С этими словами она распахнула дверцу, которую почему-то считала закрытой, и хотела было выпрыгнуть на мостовую. Я резко затормозила и, ухватив ее за руку, дернула на себя.
– Хорошо, – задыхаясь от волнения и борьбы, сказала я, – я отвезу вас назад.
Я вернулась к дому Зеленкиной. Она неуклюже выбралась из машины и, пошатываясь, пошла к подъезду. В голове у меня все смешалось. Я чувствовала, что не в состоянии вести машину. Опустив стекла, я закурила и стала размышлять над нелепостью случившегося, над злой шуткой судьбы. Почему она не рассказала все дочери? Не думаю, что после этого Вика, зная, что Ежов ее отец, продолжала бы поддерживать с ним прежние отношения. Она еще так молода, в ее годы боль переживается легче. А если бы не поверила матери? Все равно это лучше, чем убийство.
Я опустила спинку сиденья и уже полулежа смотрела на окна девятого этажа, где за занавесками, может быть, разыгрывалась очередная человеческая трагедия. Что эта женщина может теперь сказать своей дочери? Как объяснит свой поступок? Да и будет ли объяснять?
Не знаю, сколько прошло времени, только очнулась я, заметив какое-то движение на балконе девятого этажа.
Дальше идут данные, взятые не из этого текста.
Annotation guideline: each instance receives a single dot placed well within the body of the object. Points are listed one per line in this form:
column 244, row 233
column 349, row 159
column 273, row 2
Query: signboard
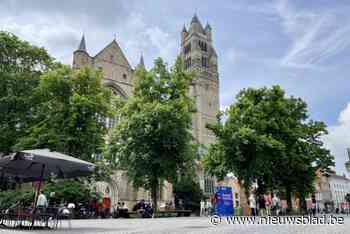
column 224, row 202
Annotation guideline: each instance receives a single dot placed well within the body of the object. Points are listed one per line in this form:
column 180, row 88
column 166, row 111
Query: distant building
column 347, row 164
column 199, row 56
column 340, row 186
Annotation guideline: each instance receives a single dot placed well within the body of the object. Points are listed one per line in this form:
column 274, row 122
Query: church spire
column 141, row 63
column 196, row 25
column 82, row 45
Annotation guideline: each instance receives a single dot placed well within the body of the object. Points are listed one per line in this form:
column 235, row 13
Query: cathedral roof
column 114, row 47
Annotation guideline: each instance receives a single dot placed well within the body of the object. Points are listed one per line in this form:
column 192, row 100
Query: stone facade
column 200, row 57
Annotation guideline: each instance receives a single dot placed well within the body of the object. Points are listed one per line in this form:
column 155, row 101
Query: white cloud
column 315, row 36
column 231, row 55
column 338, row 139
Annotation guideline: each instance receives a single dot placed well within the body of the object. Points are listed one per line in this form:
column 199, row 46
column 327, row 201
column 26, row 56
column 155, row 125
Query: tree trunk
column 289, row 198
column 302, row 204
column 154, row 194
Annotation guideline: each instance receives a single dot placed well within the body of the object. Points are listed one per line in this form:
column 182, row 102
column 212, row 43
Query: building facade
column 330, row 191
column 339, row 186
column 199, row 56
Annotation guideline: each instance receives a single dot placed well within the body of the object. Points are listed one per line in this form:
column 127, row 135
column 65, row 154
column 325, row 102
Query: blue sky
column 304, row 46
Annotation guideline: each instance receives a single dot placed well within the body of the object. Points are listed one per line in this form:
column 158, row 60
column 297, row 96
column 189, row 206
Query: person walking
column 202, row 208
column 262, row 205
column 275, row 205
column 252, row 204
column 42, row 203
column 268, row 203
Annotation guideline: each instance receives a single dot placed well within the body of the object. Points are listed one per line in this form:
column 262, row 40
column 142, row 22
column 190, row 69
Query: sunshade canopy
column 29, row 165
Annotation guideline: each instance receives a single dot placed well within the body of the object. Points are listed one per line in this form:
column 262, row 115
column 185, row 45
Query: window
column 205, row 62
column 187, row 48
column 203, row 46
column 187, row 63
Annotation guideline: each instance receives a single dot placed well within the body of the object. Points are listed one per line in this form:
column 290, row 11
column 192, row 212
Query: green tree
column 70, row 113
column 187, row 189
column 21, row 64
column 152, row 141
column 269, row 138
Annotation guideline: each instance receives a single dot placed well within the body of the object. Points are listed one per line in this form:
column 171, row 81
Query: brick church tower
column 199, row 56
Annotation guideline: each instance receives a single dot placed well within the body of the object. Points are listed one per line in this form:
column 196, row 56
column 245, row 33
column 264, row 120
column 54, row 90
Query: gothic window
column 187, row 48
column 187, row 63
column 205, row 62
column 203, row 46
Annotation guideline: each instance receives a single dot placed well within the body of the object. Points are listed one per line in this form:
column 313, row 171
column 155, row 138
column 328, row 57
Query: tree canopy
column 72, row 105
column 269, row 138
column 152, row 141
column 21, row 65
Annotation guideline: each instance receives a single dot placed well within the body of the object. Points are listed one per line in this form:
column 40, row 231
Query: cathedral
column 198, row 55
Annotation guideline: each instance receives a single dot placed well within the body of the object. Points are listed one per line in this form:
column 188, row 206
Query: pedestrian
column 262, row 205
column 202, row 208
column 252, row 204
column 42, row 203
column 268, row 202
column 274, row 205
column 209, row 208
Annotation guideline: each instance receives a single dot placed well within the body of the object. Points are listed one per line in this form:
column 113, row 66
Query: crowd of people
column 264, row 205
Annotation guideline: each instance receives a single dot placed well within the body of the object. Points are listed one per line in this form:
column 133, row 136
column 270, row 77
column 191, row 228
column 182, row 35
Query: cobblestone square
column 182, row 226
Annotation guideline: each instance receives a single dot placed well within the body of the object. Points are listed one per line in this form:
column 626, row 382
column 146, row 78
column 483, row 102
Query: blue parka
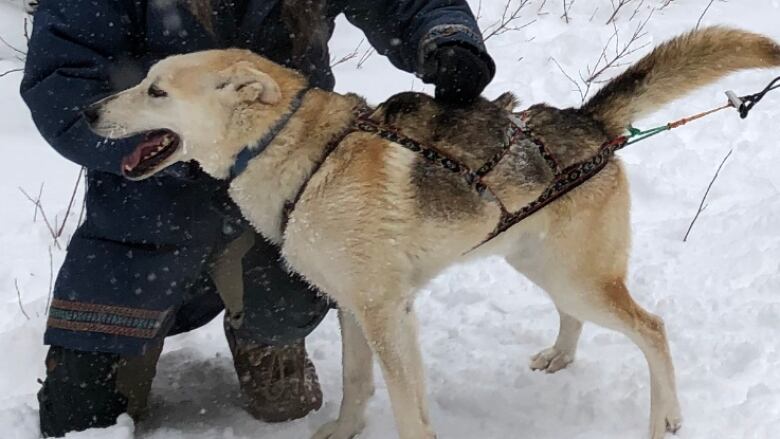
column 144, row 245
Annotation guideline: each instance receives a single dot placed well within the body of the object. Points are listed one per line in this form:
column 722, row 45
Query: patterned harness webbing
column 564, row 180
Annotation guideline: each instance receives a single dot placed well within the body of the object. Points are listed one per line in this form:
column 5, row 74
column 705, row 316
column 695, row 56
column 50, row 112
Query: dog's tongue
column 131, row 161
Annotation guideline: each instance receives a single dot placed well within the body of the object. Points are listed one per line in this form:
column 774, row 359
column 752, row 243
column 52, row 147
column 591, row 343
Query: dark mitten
column 459, row 73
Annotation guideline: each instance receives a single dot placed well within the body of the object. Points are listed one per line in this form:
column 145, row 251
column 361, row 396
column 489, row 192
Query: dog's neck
column 274, row 177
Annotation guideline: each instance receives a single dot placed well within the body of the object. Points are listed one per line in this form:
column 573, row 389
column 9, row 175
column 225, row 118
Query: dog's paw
column 669, row 423
column 551, row 360
column 339, row 430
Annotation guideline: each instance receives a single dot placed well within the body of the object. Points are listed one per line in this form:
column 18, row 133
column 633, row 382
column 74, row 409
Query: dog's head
column 203, row 106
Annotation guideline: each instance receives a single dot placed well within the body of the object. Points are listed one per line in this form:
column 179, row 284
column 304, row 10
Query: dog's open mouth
column 149, row 154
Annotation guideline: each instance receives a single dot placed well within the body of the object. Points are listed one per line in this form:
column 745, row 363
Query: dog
column 374, row 221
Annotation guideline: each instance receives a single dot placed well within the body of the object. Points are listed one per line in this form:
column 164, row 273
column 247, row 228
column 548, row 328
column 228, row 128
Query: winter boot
column 279, row 382
column 86, row 390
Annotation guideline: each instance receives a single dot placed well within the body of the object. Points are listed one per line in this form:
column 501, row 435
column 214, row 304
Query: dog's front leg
column 358, row 378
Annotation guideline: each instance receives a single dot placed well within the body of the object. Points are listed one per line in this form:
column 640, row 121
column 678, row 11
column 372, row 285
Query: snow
column 481, row 322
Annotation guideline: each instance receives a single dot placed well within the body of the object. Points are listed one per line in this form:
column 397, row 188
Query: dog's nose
column 91, row 114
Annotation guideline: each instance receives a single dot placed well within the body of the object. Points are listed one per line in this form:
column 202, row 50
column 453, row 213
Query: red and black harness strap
column 564, row 181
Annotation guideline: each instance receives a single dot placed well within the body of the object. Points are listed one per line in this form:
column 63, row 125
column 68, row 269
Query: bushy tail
column 676, row 68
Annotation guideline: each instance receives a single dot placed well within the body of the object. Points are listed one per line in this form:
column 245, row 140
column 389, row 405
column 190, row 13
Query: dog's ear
column 250, row 84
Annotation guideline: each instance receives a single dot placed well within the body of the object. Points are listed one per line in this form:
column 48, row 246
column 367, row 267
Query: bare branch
column 70, row 202
column 37, row 203
column 351, row 55
column 709, row 5
column 508, row 17
column 702, row 205
column 621, row 52
column 583, row 93
column 19, row 299
column 51, row 281
column 616, row 9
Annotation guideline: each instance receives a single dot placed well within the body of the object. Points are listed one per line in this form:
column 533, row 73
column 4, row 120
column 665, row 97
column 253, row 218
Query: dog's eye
column 156, row 92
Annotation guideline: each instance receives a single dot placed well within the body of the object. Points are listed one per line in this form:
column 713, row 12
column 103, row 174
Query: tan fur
column 376, row 221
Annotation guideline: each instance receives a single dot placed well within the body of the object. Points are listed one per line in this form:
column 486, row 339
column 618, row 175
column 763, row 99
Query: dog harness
column 518, row 133
column 565, row 179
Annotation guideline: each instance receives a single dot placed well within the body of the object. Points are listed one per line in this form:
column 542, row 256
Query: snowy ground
column 481, row 322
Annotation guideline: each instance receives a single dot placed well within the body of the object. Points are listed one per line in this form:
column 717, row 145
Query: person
column 139, row 268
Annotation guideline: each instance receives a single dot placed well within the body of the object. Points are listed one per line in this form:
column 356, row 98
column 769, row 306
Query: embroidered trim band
column 106, row 319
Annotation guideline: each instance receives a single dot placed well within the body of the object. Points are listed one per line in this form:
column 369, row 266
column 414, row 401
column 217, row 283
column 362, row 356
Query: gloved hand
column 459, row 73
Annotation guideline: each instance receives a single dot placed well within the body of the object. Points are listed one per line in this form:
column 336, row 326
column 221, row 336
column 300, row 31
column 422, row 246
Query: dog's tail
column 678, row 67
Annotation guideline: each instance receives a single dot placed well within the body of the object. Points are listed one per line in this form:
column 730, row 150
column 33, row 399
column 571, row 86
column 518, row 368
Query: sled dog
column 375, row 220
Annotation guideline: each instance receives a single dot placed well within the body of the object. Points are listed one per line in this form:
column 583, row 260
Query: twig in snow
column 70, row 202
column 636, row 10
column 566, row 6
column 703, row 206
column 348, row 56
column 51, row 281
column 508, row 16
column 709, row 5
column 583, row 93
column 366, row 55
column 616, row 9
column 37, row 203
column 19, row 298
column 621, row 52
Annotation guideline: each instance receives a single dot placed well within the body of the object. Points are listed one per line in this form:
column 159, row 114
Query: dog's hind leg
column 562, row 353
column 358, row 381
column 607, row 303
column 614, row 308
column 535, row 266
column 391, row 330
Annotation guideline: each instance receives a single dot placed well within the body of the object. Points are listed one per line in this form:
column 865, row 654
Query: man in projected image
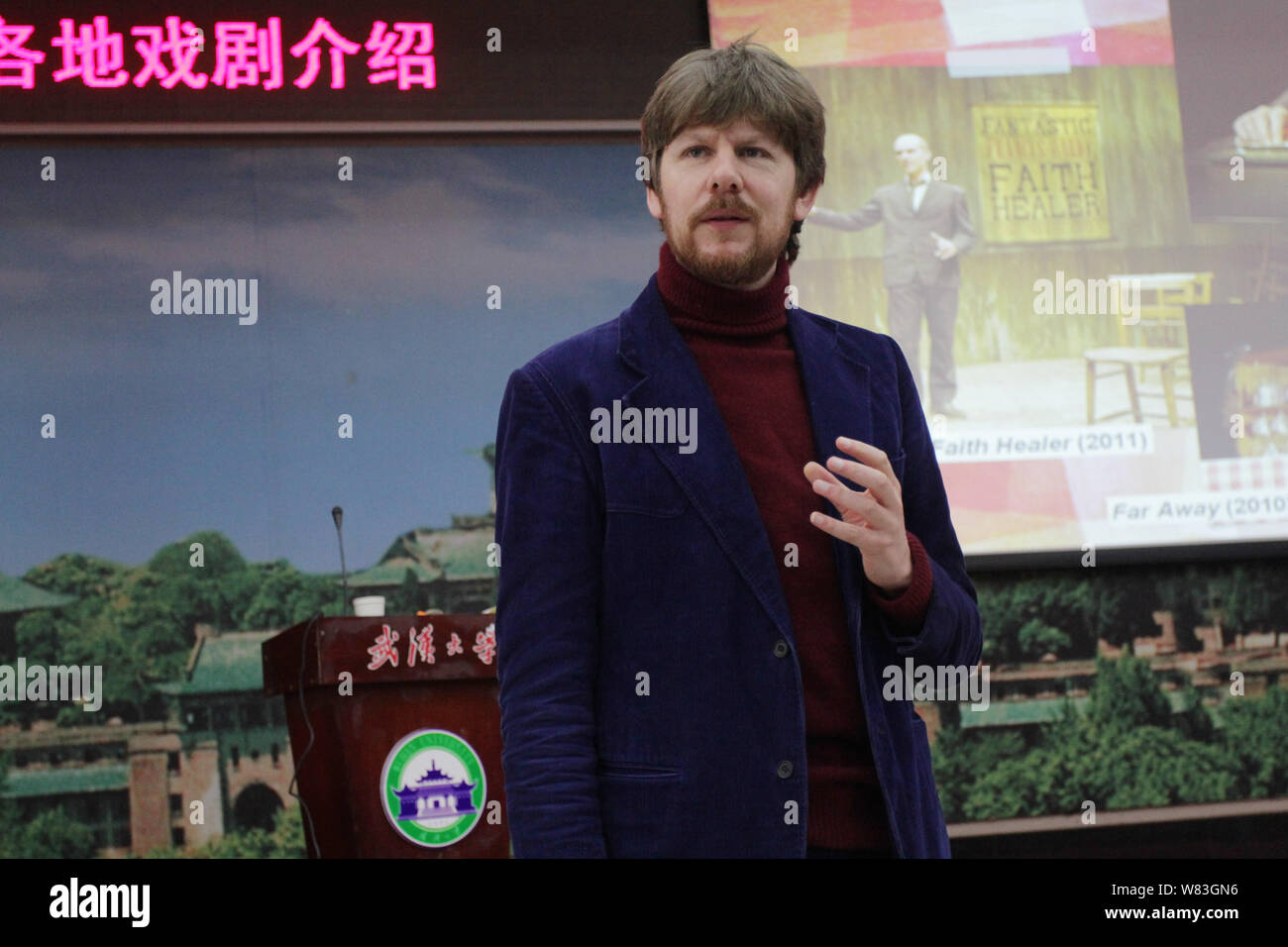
column 691, row 642
column 926, row 227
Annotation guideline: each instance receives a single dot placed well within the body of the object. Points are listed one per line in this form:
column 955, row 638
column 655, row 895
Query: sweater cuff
column 909, row 609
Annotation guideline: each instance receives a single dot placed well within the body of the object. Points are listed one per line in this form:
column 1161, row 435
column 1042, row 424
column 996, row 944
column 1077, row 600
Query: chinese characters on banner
column 1041, row 172
column 243, row 53
column 420, row 647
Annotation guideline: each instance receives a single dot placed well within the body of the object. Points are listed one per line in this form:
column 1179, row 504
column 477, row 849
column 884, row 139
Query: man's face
column 912, row 155
column 738, row 172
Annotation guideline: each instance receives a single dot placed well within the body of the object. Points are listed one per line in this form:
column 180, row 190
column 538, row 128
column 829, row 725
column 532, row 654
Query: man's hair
column 720, row 86
column 912, row 134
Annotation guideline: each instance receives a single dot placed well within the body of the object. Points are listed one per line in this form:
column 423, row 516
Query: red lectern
column 404, row 754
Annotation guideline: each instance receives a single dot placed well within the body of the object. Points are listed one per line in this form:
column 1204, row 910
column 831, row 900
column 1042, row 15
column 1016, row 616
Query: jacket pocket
column 618, row 770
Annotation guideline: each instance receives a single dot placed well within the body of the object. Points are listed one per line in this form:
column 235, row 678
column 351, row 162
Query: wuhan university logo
column 433, row 788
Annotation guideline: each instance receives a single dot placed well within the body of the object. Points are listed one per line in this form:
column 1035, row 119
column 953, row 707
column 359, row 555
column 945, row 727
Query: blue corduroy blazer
column 651, row 693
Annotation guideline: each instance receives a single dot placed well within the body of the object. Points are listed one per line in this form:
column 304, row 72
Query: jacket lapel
column 835, row 373
column 836, row 380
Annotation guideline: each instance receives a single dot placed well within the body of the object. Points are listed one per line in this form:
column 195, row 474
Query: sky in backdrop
column 373, row 302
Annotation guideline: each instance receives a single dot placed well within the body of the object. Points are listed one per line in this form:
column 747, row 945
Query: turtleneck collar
column 704, row 307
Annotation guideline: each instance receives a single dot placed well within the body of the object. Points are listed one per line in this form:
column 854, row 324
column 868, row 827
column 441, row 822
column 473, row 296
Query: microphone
column 338, row 515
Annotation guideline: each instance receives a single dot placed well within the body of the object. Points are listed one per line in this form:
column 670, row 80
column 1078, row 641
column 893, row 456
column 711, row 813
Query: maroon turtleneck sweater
column 742, row 347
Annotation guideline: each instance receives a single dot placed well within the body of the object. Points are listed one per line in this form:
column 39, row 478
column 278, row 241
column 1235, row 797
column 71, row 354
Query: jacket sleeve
column 549, row 525
column 867, row 215
column 951, row 633
column 964, row 231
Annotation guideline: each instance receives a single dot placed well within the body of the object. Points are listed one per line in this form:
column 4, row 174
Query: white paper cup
column 369, row 605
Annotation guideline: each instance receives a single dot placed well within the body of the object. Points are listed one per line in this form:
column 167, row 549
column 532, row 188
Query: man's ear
column 655, row 202
column 805, row 202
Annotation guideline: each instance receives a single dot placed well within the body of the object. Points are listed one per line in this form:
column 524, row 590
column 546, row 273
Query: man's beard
column 725, row 268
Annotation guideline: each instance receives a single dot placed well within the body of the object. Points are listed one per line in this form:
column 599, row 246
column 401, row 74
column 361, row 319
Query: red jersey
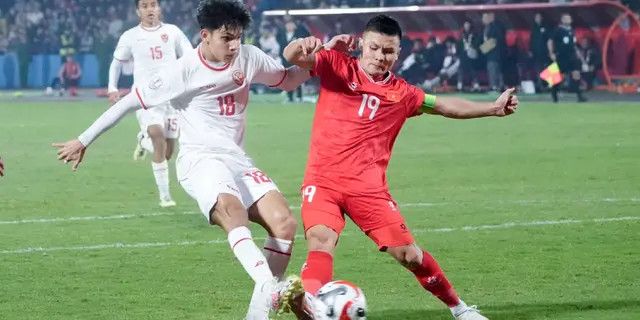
column 355, row 125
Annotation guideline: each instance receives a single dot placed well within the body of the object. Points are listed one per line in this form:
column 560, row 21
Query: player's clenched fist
column 310, row 45
column 507, row 103
column 71, row 151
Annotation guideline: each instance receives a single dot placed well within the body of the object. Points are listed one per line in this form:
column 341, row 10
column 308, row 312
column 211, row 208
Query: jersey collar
column 151, row 29
column 208, row 64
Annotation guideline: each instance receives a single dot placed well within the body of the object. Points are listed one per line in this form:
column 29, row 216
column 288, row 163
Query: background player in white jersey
column 209, row 88
column 152, row 45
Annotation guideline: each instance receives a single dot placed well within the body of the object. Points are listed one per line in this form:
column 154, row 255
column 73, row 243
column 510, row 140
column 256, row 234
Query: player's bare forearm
column 458, row 108
column 73, row 150
column 109, row 119
column 301, row 52
column 294, row 78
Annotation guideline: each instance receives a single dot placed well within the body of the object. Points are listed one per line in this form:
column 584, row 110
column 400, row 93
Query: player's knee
column 284, row 225
column 229, row 213
column 321, row 238
column 408, row 256
column 155, row 133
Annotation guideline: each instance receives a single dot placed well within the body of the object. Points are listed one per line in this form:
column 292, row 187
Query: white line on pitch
column 403, row 205
column 93, row 218
column 139, row 245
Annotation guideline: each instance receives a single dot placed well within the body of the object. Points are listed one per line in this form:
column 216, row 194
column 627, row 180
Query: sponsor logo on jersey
column 238, row 77
column 155, row 83
column 232, row 188
column 208, row 87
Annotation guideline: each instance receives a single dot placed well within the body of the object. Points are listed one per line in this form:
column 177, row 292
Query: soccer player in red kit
column 360, row 111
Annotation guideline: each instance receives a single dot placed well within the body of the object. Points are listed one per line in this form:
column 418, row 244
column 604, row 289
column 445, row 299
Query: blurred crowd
column 463, row 59
column 480, row 57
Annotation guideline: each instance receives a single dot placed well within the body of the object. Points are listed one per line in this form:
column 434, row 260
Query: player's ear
column 204, row 35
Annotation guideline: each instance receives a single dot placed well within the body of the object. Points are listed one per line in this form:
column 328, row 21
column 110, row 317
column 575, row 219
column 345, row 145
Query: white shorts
column 164, row 116
column 204, row 175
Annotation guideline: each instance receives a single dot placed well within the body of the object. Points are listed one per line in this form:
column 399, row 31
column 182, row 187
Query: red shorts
column 377, row 215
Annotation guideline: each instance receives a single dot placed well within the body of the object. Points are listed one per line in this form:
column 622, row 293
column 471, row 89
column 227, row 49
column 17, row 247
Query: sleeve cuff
column 144, row 106
column 429, row 102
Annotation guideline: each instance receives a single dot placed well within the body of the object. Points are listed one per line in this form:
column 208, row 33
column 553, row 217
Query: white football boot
column 273, row 296
column 139, row 152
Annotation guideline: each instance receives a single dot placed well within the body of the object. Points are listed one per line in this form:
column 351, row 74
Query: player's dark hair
column 231, row 14
column 385, row 25
column 137, row 2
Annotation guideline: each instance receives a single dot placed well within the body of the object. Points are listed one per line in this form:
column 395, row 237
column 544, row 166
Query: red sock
column 433, row 279
column 317, row 270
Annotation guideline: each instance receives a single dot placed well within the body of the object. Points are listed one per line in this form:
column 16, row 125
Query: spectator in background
column 562, row 49
column 67, row 42
column 86, row 44
column 103, row 49
column 22, row 48
column 538, row 48
column 436, row 52
column 493, row 45
column 268, row 42
column 115, row 23
column 291, row 31
column 69, row 74
column 590, row 60
column 469, row 54
column 414, row 66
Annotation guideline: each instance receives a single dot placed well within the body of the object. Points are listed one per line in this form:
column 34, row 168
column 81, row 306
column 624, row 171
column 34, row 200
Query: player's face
column 379, row 52
column 222, row 44
column 149, row 12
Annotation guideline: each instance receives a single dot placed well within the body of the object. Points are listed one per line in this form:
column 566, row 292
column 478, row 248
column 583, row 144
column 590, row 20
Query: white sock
column 459, row 309
column 278, row 252
column 161, row 173
column 147, row 144
column 249, row 255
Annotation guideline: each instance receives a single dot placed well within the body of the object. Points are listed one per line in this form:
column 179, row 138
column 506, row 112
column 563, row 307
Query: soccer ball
column 342, row 300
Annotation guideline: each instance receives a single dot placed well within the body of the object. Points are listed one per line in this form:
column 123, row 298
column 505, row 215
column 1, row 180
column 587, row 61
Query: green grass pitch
column 535, row 216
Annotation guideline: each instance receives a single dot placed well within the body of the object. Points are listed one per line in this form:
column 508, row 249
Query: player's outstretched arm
column 458, row 108
column 301, row 52
column 73, row 150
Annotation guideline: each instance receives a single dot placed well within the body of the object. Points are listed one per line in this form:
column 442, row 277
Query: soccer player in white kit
column 209, row 88
column 152, row 45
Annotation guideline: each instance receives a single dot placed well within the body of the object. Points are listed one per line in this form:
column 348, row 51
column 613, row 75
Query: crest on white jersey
column 155, row 83
column 238, row 77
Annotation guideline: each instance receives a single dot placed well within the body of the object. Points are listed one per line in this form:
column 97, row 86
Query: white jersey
column 151, row 49
column 211, row 101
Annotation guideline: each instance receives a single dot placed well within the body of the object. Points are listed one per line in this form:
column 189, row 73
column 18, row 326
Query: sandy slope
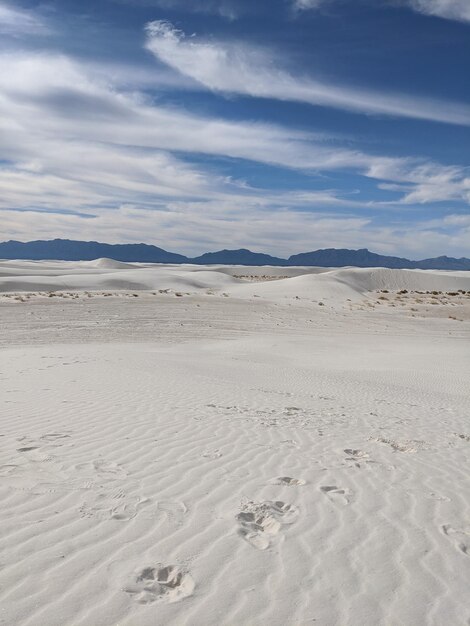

Я вышла из машины и стала пристально вглядываться вверх, только тут поняв весь ужас происходящего на моих глазах.
– Евгения Михайловна, не надо! – закричала я что было силы, пытаясь остановить ее, но было слишком поздно.
Она неловко перекинула ногу через ограждение балкона. С перил посыпались куски слежавшегося снега, и следом за снегом вниз полетела бесформенная масса с торчащими в разные стороны руками и ногами, словно конечности марионетки, лишенные связующих нитей.
Тело Евгении Михайловны закрутилось, ударилось о балкон шестого этажа, откачнулось от стены дома. Потом послышался глухой удар о мерзлую землю.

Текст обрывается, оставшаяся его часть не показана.